Rachel's inseparable best friend, the same age, was Jestine, their cook's daughter. They shared the desire to go to Paris, books, dreams and adventure in the wild. Their natural world was magical. They befriended feral donkeys, beautiful orange parrots, salamanders, even the sultry air and tumultuous ocean. Every year, on a special night, they lay on the beach to watch hordes of turtles leave the water to lay eggs on the beach.
In her notebooks, Rachel captured all the old stories; the sadness of the turtle girl, who wanted to be completely human, the werewolf descendants of the old Danish slave-owning families, who prowled the night. Memory and folklore merged, when Rachel's hands sparked in the presence of spirits, three blackbirds prefigured three deaths and the native "haint blue"warded off ill luck. There was also the surprising smell of molasses permeating buildings, especially her father's store and the synagogue.
Though Rachel largely does what she wants and enjoys her father's love and respect for her "head for figures," she can never escape her mother's disapproval. Her mother dislikes Rachel, educated over her objections in a time when women couldn't inherit or run a family business. She criticized her willful, outspoken personality. She pointed out that her plainness, combined with those traits, made her unmarriagable. Rachel was fine with that but wished Jestine's kind patient mother, a source of treats and wisdom, was her own.

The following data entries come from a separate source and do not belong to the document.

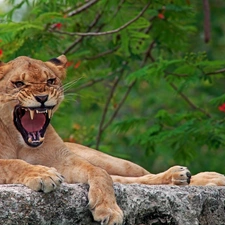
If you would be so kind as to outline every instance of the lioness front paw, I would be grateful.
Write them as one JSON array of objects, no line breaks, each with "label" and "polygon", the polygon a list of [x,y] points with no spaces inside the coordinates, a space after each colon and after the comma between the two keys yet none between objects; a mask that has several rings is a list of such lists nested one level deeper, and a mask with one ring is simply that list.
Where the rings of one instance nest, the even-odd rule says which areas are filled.
[{"label": "lioness front paw", "polygon": [[23,184],[34,191],[44,193],[55,190],[64,180],[63,176],[53,167],[31,166],[22,178]]},{"label": "lioness front paw", "polygon": [[191,185],[225,186],[225,176],[216,172],[201,172],[192,176]]},{"label": "lioness front paw", "polygon": [[101,225],[122,225],[123,212],[115,202],[114,195],[104,196],[100,190],[97,195],[89,192],[89,207],[94,220],[100,222]]},{"label": "lioness front paw", "polygon": [[184,166],[173,166],[166,171],[169,182],[172,185],[188,185],[191,181],[191,173]]}]

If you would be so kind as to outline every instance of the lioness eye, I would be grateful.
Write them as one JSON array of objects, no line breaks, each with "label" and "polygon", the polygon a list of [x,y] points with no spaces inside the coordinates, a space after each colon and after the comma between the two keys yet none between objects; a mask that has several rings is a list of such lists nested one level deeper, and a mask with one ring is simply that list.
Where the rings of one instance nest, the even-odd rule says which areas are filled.
[{"label": "lioness eye", "polygon": [[13,84],[17,87],[17,88],[20,88],[24,85],[24,83],[22,81],[16,81],[16,82],[13,82]]},{"label": "lioness eye", "polygon": [[48,85],[51,85],[51,84],[54,84],[54,83],[55,83],[55,78],[51,78],[51,79],[47,80]]}]

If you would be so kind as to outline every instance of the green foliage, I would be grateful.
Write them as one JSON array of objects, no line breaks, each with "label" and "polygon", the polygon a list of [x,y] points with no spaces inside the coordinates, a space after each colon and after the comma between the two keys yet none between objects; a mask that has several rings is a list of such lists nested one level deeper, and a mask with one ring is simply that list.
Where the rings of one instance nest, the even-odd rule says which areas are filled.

Though others might disapprove of the girls 'close friendship, what mattered to Rachel's father was less convention than what he thought right. He appreciated that Rachel could keep his books. Though her mother accepted that women were entirely at the will of husbands and fathers, Rachel's father wanted her to be independent. So Rachel grew up with a mother who didn't like her and a father who treated her like a son. She was very surprised, when Adelle told her fortune, that she would raise many children. When that suddenly came to pass at age 20, when Rachel is married in a business arrangement to a man her father's age with young children, she bowed to his necessity. The marriage would stabilize business. Yet, Rachel yearned for love and Adelle delivered. Eventually, she was to recognize a great love.
Her independent life was lost to the management of a household and children. But Rachel found help in the graveyard from the spirit of her husband's first wife. Rachel's fate seemed as unlikely as that of Jestine, the most beautiful girl on the island. Rachel's handsome cousin had been in love with Jestine since their childhood, a union that seemed destined in the stars. But this interracial union was thwarted and Jestine had a child and lived without love.
In the THE MARRIAGE OF OPPOSITES, the natural world and mythic reality clash with society's man-made rules, tradition and history. Yet myth has its own primal logic. Though Rachel had to conform to society, she also had to defy it to unite with her destined lover. Because of a legal technicality, he and Rachel lived as outcast with their children for years, before her marriage was accepted by her community, Her family's suffering made her appreciate the value of conforming to society. By the time Camille came along, the willful girl, keeper of the fantastic stories of her beautiful island, was submerged in the respectable mother.
As an old lady, Rachel thought of her notebooks and the time, before modernization, when the veil between spirits and humans was thin. Her hands no longer sparked but she respected the two worlds. Though in the physical one, she still had trouble accepting Camille's wife. Opposites were married in Rachel's life. Magical and historical reality, youth and age, art and commerce merged in this fantastic novel.
I found this novel transformative. The reader travels from youth's rebellion and inspiration to maturity's illusion of security. There's the bittersweet experience of old age, when time brings change that can sweep away what's familiar--what was once believed to be true. At its core, THE MARRIAGE OF OPPOSITES is a love story to the island of old St. Thomas, created anew in an artist's eye and the heart of his mother.